Assume choices try to maximize a hidden utility (returns minus risk penalties)
Fit the penalty strengths so the observed choices look most likely
Use the fitted utility to build “rational” and “safety” rankings Why it matters: Without inferring preferences, you can’t score if the advice fits the person’s true comfort zone. 🍞 Anchor: If your friend keeps choosing strawberry when rocky road is bumpy (risky), you learn they dislike “bumps,” not just love red.

Why It Works (Intuition):

Finance advice is a trade-off machine: more return can mean more risk.
People differ in how much risk feels “too much.”
By learning each person’s risk dial and testing models against four views, we can tell which advisors are thoughtful coaches vs. copycats vs. trend chasers.

Building Blocks:

Hidden Utility: Returns minus user-specific penalties for volatility and drawdown
Four Views: User choice, rational utility, market momentum, safety-first
Conversations Over Time: Onboarding to learn about the person, step-by-step market updates
Diagnostics: Metrics that show who the model “listens to” (utility, momentum, safety, behavior)

🍞 Hook: Imagine a school report card that shows math, art, sports, and kindness—so you see the whole student.

🥬 The Concept (Multi-View Diagnostic): A multi-view diagnostic lets us see strengths and weaknesses, not just one score. How it works:

Compare model rankings to each reference
Compute alignment scores and ranking metrics
Interpret trade-offs: where is the model rational vs. empathetic vs. trendy vs. safe? Why it matters: One number can hide problems; multiple views reveal the model’s real personality. 🍞 Anchor: A student with straight A’s in math but low teamwork might need different coaching than a balanced B+ student.

03Methodology

At a high level: Input → [Onboarding profile + Prior dialogue + Current market snapshot + Three expert messages] → Model composes a final stock ranking → Evaluate from four angles.

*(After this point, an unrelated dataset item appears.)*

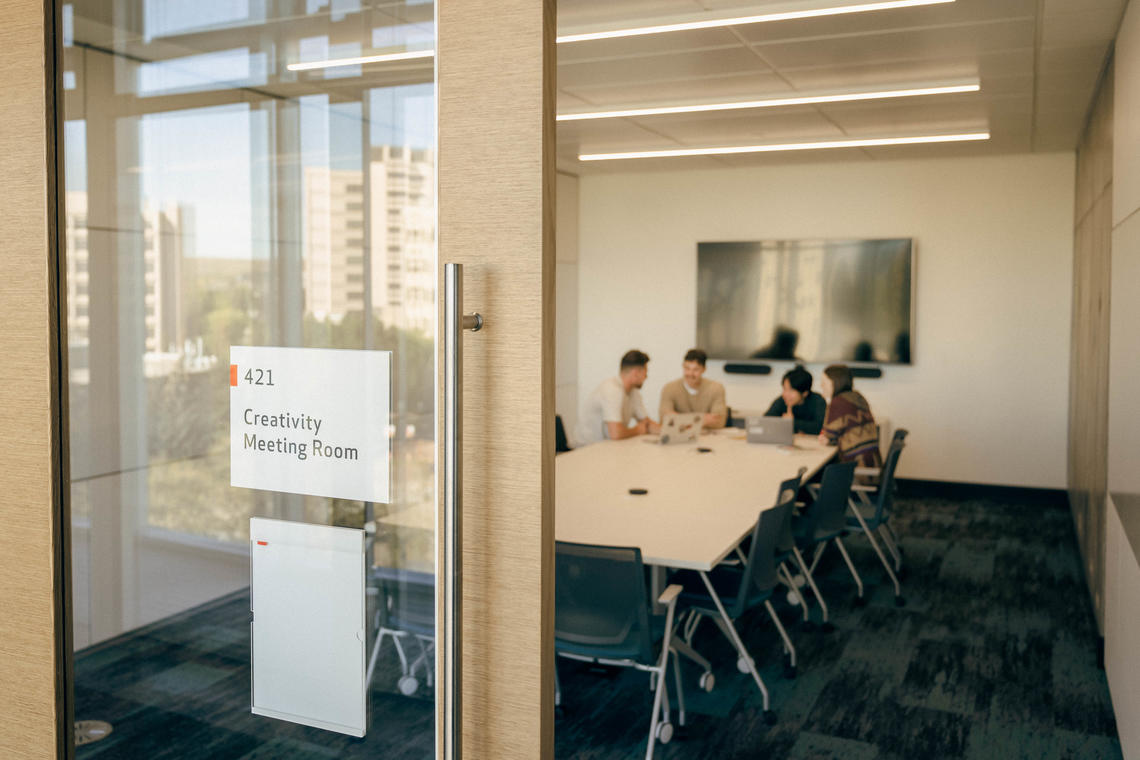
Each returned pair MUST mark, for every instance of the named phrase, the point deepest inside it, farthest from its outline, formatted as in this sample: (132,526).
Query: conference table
(701,499)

🍞 Hook: Think of packing a lunch: you remember what your friend said they like (onboarding), what they ate yesterday (history), what’s fresh today (market), and tips from three chefs (experts).

🥬 The Concept (Conversational, Longitudinal Setup): The task is a step-by-step advisory chat where the model must adapt over time. How it works:

Onboarding interview P_i: a brief 4-turn chat that verbalizes the user’s background, goals, and comfort with risk
History H_i(1:t−1): all previous advisor messages and user choices up to now
Market M_t: a 7-day snapshot for each candidate stock (returns, volatility, drawdowns), plus a plain-language summary
Panel of three advisors: Utility-focused, Momentum-chasing, and Safety-first comments
The model outputs a ranking over a fixed set of stocks at each step Why it matters: Without the conversation and time steps, you can’t tell if the model learns and adapts to the user’s style as the market moves. 🍞 Anchor: Each school day you choose lunch again; what you liked Monday and what’s fresh Friday both matter.

Step-by-Step Details (with examples):

Inputs Assembled

What happens: Build I_i_t = {P_i, H_i(1:t−1), M_t}. P_i is the 4-turn onboarding; H_i(1:t−1) is the running chat; M_t encodes 7-day stats for each stock in a small, balanced universe of 10 S&P 500 names (e.g., PG, MRK, VZ, LIN, XOM, JPM, AMZN, MMM, SPG, TSLA) from Aug 6–Sep 17, 2025.
Why it exists: It mirrors real advisory flow: learn about the person, remember past steps, consider today’s market.
Example: At step 8, the model reads that the user disliked last week’s drawdown and that TSLA had high volatility recently.

Hidden Preference Grounding (Inverse Optimization)

What happens: For each user, estimate how much they penalize volatility (λ_i) and drawdowns (γ_i) so that their past picks look likely under a utility = (standardized return) − λ_i*(std volatility) − γ_i*(std drawdown).
Why it exists: We need a personal “yardstick” to grade rational and safety views without telling the model the answers.
Example: A user’s fitted (λ, γ) are (0.7, 0.9), meaning they’re quite sensitive to big drops.

Construct Four Reference Views

What happens: Create rankings for (a) User Choice (what they picked), (b) Rational Utility (maximize the learned utility), (c) Market Momentum (pure recent return), (d) Safety (penalize risk using λ_i, γ_i).
Why it exists: Multiple judges reveal whether the model is rational, trendy, safe, or mimicking behavior.
Example: In a trending week, AMZN and TSLA might top momentum, while MRK and PG top safety for a risk-averse user.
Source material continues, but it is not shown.